What is a Sub-Asset Class
A sub-asset class is a sub-segment of a broad asset class that is broken down to provide identification or more granular detail. Sub-asset classes are grouped by common characteristics, also displaying characteristics of the broad asset class.
BREAKING DOWN Sub-Asset Class
Sub-asset classes are generally defined by certain characteristics that make them unique within a broad universe. They are most commonly used to break down broad market asset classes like equity, fixed income and commodities.
Sub-asset classes can be an important aspect for style investing and standard investment management strategies, which rely on diversification and modern portfolio theory. Diversifying asset classes in a portfolio balances its exposure to risks and reduces the volatility of the overall investment. Sub-asset classes help to further identify and diversify the risks associated with the superclass.
Within the equity universe, numerous investments have unique characteristics that provide for sub-asset class categorization. Real estate investment trusts (REITs) and master limited partnerships (MLPs) are two examples. These investments trade alongside other stocks in the market, however they have unique characteristics associated with their incorporation that define them as an equity sub-asset class.
Other equity features may also be used to define sub-asset classes. Capitalization can allow for sub-asset classes such as large cap, mid cap or small cap. Equities may also be further delineated by characteristics such as growth, value or blend.

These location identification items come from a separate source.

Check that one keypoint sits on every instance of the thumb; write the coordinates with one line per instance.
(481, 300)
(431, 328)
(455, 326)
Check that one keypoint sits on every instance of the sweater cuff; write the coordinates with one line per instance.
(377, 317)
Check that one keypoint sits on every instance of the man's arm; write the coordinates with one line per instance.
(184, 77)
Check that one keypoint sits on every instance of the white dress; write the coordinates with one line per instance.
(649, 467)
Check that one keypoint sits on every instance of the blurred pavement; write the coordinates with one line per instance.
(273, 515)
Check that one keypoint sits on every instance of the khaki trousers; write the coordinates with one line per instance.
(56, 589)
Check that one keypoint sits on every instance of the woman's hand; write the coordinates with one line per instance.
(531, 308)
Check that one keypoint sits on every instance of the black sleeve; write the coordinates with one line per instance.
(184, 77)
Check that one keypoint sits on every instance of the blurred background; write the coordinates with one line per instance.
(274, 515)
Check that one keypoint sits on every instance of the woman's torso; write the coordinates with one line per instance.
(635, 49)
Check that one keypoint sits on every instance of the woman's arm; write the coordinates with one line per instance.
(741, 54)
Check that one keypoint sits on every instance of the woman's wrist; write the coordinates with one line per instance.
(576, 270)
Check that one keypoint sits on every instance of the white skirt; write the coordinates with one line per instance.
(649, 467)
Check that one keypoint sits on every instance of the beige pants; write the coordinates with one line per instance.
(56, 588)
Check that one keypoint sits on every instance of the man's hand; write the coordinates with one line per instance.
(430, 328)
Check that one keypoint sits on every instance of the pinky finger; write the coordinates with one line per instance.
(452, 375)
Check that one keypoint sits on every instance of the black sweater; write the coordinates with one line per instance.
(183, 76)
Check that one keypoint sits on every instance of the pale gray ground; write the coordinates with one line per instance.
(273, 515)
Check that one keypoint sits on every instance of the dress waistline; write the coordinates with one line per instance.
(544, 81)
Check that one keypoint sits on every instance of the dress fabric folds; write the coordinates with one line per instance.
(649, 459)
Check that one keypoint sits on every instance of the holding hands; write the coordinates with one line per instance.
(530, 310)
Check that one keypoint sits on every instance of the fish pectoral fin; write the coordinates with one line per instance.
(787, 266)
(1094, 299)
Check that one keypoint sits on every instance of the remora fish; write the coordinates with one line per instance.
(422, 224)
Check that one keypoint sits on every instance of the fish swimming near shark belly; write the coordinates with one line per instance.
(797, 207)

Within the fixed income universe a number of sub-asset classes exist for investors. Cash, loans and bonds are a few examples. Each has fixed income attributes with their own unique investment characteristics.
Fixed income sub-asset classes may also be grouped by duration and quality. Durations can be short, intermediate or long. Credit quality sub-asset classes for fixed income investments may also be defined by their credit rating, which is provided by a rating agency.
Commodities offer a range of sub-asset classes that can include metals, oil and gas, as well as grains and other types of agricultural products.
Sub-Asset Class Investing
Sub-asset classes can be important for targeted investing or when seeking to build a diversified portfolio. By determining specific characteristics of sub-asset classes, investors can make focused investments across risk levels.
For example, a 60/40 asset allocation fund may define its strategy as investing 60% of assets in equity and 40% in debt. While this is a balanced portfolio, the investment managers still have a wide range of sub-asset class options they can choose from for each portion.